Un po' lavoro un po' martirio Così il matrimonio fa paura

Cattaneo: stare con la Ferilli? Una seconda occupazione Il cardinale di Milano, Scola: il sigillo a una vocazione

Un po' lavoro un po' martirio Così il matrimonio fa paura

Il Cardinale Angelo Scola, rivolgendosi ai candidati al diaconato, ha citato le parole del priore di Tibhirine a un suo confratello, terrorizzato di fronte al martirio: lo ha consolato dicendogli di non preoccuparsi troppo perché lui aveva già dato la sua vita entrando nel monastero. In modo analogo, il Cardinale, di fronte a chi iniziava il cammino al diaconato, ha affermato: «Tu hai già dato la tua vita preparandoti seriamente al matrimonio cristiano».

Il manager Telecom Italia, Flavio Cattaneo, ha dichiarato al Financial Times: «Il mio tempo libero è molto ridotto. Mi lasci dire: ho un secondo lavoro». Questo secondo lavoro è il matrimonio con la moglie Sabrina Ferilli.

Il fatto di cronaca. Un americano del Kansas, Lawrence Ripple, ha finto di rapinare una banca per poter andare in galera. Al giudice che gli chiedeva il motivo del suo gesto ha detto: «Preferisco andare in prigione che stare a casa con mia moglie».

Capisco che l'accostamento Scola, Cattaneo, Ripple è oltremodo irriverente. E subito me ne scuso con il lettore, tuttavia si ammetterà che emerge un'idea di matrimonio del tutto estranea a una visione edulcorata, felice, fatta di lusinghe e di tante luminose promesse future, cioè quella superficialità di sentimenti con cui generalmente oggi ci si avvia alle nozze. Che lo si consideri nella visione religiosa del Cardinale di Milano; che lo si consideri nel suo aspetto laico, come nella dichiarazione di Cattaneo al Financial Times; che lo si interpreti nel gesto estremo di chi preferisce la galera alla vita con la moglie insomma il matrimonio viene rappresentato come una decisione che non dà scampo. Il matrimonio è un vincolo assoluto che non ammette mediazioni: la trasgressione nel primo caso significa caduta nel peccato, nel secondo il divorzio, nel terzo la galera.

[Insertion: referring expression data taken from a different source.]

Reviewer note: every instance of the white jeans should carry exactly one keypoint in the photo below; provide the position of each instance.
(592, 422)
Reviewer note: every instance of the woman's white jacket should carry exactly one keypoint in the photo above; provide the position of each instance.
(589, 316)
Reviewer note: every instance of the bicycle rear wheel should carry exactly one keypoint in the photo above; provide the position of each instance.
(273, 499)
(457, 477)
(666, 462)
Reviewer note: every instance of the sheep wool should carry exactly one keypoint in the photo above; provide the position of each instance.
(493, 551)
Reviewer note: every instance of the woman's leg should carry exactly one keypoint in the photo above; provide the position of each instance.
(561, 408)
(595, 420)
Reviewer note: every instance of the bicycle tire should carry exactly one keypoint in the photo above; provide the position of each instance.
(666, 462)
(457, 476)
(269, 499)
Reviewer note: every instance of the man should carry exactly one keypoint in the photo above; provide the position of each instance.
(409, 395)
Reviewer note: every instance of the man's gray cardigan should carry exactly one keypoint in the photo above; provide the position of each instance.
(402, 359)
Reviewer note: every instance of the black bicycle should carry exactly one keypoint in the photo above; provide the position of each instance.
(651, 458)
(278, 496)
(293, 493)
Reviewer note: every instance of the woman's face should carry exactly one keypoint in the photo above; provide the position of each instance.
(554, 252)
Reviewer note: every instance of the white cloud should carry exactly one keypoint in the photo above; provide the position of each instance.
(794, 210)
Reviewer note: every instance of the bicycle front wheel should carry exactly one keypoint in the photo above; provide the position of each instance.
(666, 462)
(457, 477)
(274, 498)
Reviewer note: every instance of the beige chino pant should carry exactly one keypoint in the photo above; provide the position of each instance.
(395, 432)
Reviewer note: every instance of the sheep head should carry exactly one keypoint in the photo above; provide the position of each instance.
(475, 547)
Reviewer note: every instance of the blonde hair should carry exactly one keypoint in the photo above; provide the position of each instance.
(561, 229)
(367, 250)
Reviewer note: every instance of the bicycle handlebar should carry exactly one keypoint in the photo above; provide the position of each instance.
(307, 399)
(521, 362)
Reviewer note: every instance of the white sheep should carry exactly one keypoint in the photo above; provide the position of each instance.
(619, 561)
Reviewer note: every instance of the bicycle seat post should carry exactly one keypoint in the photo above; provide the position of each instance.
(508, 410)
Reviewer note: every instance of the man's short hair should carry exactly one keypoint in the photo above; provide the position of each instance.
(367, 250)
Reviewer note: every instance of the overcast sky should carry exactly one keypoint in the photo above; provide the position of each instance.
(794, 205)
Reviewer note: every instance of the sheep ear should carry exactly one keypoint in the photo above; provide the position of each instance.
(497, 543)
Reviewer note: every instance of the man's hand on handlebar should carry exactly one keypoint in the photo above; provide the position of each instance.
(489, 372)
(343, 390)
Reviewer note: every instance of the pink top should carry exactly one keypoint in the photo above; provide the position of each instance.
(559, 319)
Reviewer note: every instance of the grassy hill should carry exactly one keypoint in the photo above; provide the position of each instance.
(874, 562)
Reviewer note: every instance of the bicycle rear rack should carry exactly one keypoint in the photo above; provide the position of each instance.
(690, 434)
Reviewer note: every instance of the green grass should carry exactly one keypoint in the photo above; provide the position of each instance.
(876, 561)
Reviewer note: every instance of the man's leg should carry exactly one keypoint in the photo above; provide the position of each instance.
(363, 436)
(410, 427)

Prendiamo l'affermazione di Cattaneo. Cosa dice? Il matrimonio è una bella fatica che addirittura impegna come un secondo lavoro. Questo non significa scontentezza, frustrazione: al contrario, può essere proprio come un lavoro, cioè qualcosa che può dare molte soddisfazioni. Se verso di esso non c'è interesse, non c'è quella necessaria disponibilità per prenderlo seriamente, è inevitabile che diventi un semplice vincolo formale, senza senso, senza valore per la propria esistenza.

L'impegno profuso da Cattaneo per rendere autentico il matrimonio con la Ferilli è ammirevole proprio perché finisce per mettere sullo stesso piano «il lavoro matrimoniale» con la sua professione di manager. Potrebbe sembrare un'analogia irriverente, un modo d'essere che interpreta il matrimonio alla stregua di un'impresa aziendale: invece è la testimonianza di una dedizione.

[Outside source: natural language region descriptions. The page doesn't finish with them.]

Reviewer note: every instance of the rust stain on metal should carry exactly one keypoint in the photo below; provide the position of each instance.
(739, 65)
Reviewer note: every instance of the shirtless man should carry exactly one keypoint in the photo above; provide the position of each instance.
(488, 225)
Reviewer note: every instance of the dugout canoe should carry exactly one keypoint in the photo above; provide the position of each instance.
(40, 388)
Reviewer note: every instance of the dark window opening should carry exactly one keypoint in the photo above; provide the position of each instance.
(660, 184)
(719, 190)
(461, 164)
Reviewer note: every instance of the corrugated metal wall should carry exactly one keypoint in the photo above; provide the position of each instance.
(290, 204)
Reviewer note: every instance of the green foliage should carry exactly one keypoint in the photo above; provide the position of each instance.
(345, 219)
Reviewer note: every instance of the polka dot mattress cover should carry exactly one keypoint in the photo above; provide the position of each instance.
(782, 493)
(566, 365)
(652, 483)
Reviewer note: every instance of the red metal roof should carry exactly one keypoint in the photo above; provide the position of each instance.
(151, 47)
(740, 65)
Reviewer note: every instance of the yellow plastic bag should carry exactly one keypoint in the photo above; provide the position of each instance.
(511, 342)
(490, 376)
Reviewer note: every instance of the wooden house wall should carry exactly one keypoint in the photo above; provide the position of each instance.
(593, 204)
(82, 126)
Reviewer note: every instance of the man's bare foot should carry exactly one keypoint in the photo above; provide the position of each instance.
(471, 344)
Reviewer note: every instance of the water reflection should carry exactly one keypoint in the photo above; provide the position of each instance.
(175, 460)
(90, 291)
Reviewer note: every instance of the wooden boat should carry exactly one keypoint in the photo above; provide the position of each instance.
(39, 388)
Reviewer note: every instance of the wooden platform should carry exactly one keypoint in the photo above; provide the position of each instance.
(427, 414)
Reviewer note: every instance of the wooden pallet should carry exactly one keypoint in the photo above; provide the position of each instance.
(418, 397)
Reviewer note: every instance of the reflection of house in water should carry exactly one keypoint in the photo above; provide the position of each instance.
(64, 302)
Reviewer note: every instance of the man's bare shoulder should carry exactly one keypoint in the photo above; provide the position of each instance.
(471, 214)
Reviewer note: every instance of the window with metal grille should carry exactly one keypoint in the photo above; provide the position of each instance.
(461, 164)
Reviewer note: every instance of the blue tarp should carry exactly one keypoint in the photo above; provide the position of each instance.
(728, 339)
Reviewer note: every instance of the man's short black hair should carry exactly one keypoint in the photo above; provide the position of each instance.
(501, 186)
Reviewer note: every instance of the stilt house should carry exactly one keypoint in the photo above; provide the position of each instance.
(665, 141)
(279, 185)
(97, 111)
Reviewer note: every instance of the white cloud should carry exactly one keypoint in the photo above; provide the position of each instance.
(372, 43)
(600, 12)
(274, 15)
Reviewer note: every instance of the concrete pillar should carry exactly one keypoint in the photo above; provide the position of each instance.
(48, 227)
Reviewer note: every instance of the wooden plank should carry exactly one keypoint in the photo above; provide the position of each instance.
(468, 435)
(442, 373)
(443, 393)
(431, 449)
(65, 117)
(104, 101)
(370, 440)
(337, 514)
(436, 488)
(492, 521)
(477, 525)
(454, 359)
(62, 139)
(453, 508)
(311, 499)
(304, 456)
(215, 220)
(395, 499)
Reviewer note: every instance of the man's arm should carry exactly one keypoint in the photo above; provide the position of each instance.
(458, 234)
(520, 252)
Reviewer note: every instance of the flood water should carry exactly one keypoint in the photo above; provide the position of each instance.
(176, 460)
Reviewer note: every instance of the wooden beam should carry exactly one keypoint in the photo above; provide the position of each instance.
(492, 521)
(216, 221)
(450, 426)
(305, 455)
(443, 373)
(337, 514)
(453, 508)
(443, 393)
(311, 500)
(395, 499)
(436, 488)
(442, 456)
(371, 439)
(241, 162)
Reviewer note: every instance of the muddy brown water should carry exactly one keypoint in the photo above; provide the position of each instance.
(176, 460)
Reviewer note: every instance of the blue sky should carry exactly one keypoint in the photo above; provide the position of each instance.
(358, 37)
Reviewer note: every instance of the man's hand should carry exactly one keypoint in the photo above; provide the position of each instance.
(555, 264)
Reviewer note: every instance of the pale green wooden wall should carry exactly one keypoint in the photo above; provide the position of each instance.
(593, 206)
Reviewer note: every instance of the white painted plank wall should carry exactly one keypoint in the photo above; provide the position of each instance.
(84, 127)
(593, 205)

Sposarsi non è un fatto banale, una cosa qualunque: è una decisione che orienta la vita. Banale sarebbe non dedicarsi per dare a questa decisione solidità, una struttura fondamentale. E infatti Cattaneo sottolinea che il suo tempo libero è molto ridotto perché la moglie, pur gradevole come noi la possiamo immaginare, pone, come tutte le mogli e come tutti mariti, problemi di convivenza che vanno risolti per non sfuggire alla responsabilità che comporta la decisione matrimoniale. E ciò richiede tempo.

Dedizione è la parola che meglio spiega l'atteggiamento del manager di Telecom Italia verso il matrimonio; vocazione è quella di Scola per la preparazione al matrimonio cristiano. Non si dimentichi che il fondamento del matrimonio è il «sì per sempre». Quel «per sempre» è un impegno grandioso che, certo, può essere disatteso, non rispettato, ma nessuno in cuor suo, quando si sposa, può dimenticarsene il significato assoluto, impressionante.

Per provare a mantenere la promessa è necessaria la dedizione, la vocazione oppure la rottura radicale: non quella che sceglie le vie legali, ma quella che considera la galera una decisione più rispettosa e seria verso una promessa che non si è in grado di mantenere.